As of Thursday, October 29, with five days remaining till Election Day, Americans had already cast a record-breaking 77 million-plus early ballots, putting the 2020 election on track for historic levels of voter turnout.

Seeking to turn the conversation away from the virus, Trump’s closing argument at last week’s debate made it clear who the president thinks retirees should support. “If he gets in, you will have a depression the likes of which you have never seen,” Trump warned of his Democratic rival for the White House. “Your 401(k)s will go to hell.” For late voters, perhaps Trump’s ultimate measure of economic success—the stock market—will be his undoing? At the low on Thursday, October 28, the S&P 500 was down from its recent peak over 8%, including down 3.45% on Wednesday alone, the steepest decline in four months.

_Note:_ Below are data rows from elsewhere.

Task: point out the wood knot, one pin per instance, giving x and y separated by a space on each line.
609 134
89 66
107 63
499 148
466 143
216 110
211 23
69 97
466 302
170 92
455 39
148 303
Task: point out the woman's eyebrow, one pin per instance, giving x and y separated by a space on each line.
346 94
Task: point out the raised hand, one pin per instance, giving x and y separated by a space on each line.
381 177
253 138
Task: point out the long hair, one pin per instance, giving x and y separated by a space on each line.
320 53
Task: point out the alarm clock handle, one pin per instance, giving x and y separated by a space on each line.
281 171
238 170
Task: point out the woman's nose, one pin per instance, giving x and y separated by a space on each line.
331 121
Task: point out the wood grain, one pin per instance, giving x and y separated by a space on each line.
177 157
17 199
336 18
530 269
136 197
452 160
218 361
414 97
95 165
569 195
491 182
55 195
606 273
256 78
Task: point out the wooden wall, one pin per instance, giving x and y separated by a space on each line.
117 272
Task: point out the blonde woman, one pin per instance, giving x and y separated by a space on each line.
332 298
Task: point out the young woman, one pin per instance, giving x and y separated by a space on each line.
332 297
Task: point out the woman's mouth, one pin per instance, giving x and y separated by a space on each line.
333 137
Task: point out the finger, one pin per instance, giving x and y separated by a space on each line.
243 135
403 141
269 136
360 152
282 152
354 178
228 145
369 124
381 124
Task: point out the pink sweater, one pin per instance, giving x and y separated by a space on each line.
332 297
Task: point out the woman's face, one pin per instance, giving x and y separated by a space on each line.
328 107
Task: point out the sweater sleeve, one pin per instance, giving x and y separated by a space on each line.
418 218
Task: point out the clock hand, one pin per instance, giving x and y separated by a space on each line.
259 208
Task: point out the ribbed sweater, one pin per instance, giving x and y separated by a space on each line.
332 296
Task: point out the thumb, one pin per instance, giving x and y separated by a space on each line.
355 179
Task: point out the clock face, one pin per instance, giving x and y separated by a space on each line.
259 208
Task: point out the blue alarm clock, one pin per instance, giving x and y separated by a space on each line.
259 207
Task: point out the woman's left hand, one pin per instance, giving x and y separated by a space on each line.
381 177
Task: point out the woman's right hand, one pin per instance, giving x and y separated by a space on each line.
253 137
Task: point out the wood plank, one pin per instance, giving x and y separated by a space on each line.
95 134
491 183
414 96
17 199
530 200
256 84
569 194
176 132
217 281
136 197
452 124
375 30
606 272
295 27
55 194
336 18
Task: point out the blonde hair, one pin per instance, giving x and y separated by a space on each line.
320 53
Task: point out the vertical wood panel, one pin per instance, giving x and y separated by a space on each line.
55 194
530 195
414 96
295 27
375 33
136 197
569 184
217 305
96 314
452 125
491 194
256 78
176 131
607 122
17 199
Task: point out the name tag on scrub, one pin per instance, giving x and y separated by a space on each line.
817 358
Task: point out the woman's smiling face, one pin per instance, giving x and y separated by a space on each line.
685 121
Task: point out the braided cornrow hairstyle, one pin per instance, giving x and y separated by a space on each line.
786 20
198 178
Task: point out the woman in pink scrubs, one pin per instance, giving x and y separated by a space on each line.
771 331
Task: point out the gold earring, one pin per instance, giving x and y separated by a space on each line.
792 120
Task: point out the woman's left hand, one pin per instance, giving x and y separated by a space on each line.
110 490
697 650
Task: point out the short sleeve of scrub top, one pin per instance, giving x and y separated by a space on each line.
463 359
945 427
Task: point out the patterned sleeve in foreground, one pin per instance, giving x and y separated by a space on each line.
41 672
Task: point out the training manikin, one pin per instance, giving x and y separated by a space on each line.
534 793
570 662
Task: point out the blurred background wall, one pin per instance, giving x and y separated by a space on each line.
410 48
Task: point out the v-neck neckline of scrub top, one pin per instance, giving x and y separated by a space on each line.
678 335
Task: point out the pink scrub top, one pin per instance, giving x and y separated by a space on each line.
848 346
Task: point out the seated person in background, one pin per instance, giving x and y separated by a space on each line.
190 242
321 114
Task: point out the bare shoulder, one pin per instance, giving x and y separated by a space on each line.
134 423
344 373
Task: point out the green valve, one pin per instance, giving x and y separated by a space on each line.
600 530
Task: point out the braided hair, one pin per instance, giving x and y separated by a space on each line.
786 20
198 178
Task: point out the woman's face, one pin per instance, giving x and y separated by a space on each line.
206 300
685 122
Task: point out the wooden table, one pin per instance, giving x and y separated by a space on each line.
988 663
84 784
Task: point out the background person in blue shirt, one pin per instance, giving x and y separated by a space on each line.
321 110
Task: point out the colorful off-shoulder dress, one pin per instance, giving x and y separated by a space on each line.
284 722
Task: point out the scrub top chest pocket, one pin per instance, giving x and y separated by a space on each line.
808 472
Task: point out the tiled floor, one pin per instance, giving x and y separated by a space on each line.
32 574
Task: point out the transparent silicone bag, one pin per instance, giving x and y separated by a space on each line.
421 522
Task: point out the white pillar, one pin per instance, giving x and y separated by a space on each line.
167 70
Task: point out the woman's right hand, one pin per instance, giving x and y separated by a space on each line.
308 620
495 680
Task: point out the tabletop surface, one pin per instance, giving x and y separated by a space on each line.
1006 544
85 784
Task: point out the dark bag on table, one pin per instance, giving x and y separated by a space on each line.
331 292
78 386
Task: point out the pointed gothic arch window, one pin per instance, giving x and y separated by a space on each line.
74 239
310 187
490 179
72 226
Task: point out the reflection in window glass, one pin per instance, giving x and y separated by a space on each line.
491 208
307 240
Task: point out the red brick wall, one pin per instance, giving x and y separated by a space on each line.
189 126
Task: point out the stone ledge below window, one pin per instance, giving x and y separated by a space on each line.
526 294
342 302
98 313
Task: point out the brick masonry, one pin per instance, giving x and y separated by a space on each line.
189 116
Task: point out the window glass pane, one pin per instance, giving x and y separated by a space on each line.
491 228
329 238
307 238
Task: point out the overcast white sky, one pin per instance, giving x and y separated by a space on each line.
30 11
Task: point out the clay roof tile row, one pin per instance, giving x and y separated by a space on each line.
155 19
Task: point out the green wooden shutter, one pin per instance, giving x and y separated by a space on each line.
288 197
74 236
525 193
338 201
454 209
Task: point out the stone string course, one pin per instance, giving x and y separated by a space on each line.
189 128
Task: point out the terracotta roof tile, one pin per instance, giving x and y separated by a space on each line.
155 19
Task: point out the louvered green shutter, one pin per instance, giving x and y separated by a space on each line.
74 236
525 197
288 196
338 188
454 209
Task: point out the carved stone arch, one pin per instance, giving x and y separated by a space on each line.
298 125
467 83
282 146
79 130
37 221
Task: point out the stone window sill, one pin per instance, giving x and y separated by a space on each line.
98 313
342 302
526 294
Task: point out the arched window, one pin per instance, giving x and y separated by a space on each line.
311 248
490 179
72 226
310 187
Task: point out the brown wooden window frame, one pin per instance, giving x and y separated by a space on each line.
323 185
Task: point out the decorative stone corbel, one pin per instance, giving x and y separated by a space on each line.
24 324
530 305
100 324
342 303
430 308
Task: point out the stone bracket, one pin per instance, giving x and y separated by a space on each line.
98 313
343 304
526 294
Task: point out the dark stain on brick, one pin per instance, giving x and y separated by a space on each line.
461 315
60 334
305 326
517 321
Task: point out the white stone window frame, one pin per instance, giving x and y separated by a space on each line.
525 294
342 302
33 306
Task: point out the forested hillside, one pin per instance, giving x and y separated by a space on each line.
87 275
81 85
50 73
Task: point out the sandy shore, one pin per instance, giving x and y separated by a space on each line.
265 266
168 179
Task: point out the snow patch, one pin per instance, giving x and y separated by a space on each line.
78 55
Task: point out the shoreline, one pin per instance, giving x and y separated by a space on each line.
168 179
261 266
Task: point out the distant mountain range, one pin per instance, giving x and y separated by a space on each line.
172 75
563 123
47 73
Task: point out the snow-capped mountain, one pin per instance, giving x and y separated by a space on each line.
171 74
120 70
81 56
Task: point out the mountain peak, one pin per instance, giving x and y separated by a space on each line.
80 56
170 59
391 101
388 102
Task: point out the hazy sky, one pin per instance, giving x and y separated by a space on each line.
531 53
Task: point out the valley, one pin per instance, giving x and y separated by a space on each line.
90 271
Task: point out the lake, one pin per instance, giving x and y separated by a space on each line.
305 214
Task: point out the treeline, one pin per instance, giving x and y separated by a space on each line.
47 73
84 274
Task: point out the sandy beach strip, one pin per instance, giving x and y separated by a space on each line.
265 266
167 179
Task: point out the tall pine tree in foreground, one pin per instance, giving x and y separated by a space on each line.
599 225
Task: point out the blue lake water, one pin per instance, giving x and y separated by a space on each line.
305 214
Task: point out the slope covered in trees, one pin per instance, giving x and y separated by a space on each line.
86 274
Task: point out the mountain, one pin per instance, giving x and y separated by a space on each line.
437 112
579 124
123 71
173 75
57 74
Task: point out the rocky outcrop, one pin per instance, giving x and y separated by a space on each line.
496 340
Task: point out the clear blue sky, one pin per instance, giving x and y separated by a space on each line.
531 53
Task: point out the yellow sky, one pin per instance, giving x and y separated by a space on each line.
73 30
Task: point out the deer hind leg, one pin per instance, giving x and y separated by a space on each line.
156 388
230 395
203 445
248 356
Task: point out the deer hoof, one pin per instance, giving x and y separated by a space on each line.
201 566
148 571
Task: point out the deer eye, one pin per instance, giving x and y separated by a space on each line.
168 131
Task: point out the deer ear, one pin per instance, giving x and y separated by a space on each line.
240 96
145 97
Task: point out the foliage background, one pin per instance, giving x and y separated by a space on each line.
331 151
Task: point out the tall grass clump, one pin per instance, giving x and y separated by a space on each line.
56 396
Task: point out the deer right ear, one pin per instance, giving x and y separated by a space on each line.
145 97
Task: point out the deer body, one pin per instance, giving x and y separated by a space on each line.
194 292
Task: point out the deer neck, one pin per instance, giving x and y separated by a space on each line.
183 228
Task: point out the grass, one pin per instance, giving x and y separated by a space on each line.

The 43% of Americans who participate in retirement savings plans at work have already been to hell and back, then halfway there again, as the pandemic took stock prices on a wild roller-coaster ride. By the end of the first quarter of 2020, the average 401(k) balance was down 19%, according to Fidelity Investments, only to rebound 14% over the following three months. More ups and downs followed. The S&P 500 is now nearly flat for the year.

The Irony of It All

Soundbites by definition are succinct. Therein lies their appeal. The brevity of their summaries sideline more sustained reflection. George H. W. Bush had to eat his “Read my lips” comment in 1992, even though his actions leading to that gulping down of humble pie were presidential indeed. As for “It’s the economy, stupid,” students of economic history know that, despite the abundance of rhetoric to the contrary, presidents can do little directly to move the economic needle. Despite 2020’s pandemic-driven vicissitudes and the President’s claims to the contrary, the die for the economy largely had been cast even before Trump took office.

Secular trends in the economy are, for the most part, impervious to the election cycle. Thus, given the weight voters place on economic health, elections often are decided by events mostly outside of the candidate’s control. The president’s economic rhetoric belies an ignorance of macroeconomics. His promises of a “V”-shaped recovery are more the words of a desperate politician than anything that smacks of economic logic or realism.

The economic tides are stronger than political ones. They care little for who occupies the Oval Office.